La ley, propuesta por el senador Joseph Lieberman (inglés), le daría al gobierno la potestad para usar el ‘Kill Switch’, una herramienta que apagaría sectores de Internet sin tener en cuenta los daños generados, en caso de un ataque contra Estados Unidos.

“Una mayoría de la población estadounidense está dispuesta a otorgarle la autoridad al presidente para cortar el acceso a Internet y, de este modo, proteger tanto los bienes de Estados Unidos como a los ciudadanos, lo cual sugiere que el público está tomando la guerra cibernética muy en serio”, dice en el informe Patricia Titus, vicepresidente y directora de seguridad de Unisys.

“Nuestra encuesta muestra que el público estadounidense reconoce el peligro de un ataque cibernético y desea que el gobierno federal adopte un rol activo para extender la defensa cibernética de la nación.

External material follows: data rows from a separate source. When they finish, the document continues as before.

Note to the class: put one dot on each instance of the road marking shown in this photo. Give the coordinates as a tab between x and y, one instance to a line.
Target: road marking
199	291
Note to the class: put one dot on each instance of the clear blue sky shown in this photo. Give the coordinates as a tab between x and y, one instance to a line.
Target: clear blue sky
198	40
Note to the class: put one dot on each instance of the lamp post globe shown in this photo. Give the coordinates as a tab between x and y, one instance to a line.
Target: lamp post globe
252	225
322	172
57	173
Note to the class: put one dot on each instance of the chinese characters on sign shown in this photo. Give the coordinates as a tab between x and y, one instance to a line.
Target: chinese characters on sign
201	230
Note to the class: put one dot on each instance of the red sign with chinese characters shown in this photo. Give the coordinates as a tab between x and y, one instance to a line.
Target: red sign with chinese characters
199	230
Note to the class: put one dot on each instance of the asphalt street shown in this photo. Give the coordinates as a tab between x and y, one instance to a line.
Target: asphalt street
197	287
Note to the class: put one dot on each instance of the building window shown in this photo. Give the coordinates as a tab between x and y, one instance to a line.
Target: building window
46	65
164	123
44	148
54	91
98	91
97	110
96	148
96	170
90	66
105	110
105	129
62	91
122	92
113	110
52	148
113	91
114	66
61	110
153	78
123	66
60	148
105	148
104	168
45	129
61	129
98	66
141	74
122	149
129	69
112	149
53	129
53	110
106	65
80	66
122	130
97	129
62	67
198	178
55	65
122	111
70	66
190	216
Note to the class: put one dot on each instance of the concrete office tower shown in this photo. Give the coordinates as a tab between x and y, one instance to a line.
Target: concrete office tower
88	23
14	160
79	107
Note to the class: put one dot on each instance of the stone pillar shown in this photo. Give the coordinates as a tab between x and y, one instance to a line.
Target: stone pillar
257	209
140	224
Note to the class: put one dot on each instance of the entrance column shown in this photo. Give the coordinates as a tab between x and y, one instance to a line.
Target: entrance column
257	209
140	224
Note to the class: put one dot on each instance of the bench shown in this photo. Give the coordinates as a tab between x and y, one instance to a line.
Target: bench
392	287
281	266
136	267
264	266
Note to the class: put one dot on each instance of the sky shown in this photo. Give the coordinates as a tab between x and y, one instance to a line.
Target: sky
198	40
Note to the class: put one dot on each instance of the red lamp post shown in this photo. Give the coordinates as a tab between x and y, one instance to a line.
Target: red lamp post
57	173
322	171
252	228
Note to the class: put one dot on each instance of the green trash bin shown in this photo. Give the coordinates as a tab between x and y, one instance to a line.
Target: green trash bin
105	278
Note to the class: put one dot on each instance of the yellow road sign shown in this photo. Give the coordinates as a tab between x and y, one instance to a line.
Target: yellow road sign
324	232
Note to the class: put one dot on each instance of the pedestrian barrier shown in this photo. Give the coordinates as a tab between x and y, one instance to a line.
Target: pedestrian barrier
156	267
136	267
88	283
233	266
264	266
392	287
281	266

Dependerá de los funcionarios de todas las ramas del gobierno federal responder a esta llamada y ponerse en acción de manera moderada y bien planificada”, agrega.

La iniciativa no ha caído muy bien en el sector privado. Para poder cortar el acceso a Internet es necesario que muchas empresas privadas cedan control de sus operaciones el gobierno. Sin embargo, Joseph Lieberman ha defendido su proyecto de ley mencionado que la seguridad económica y nacional son la prioridad.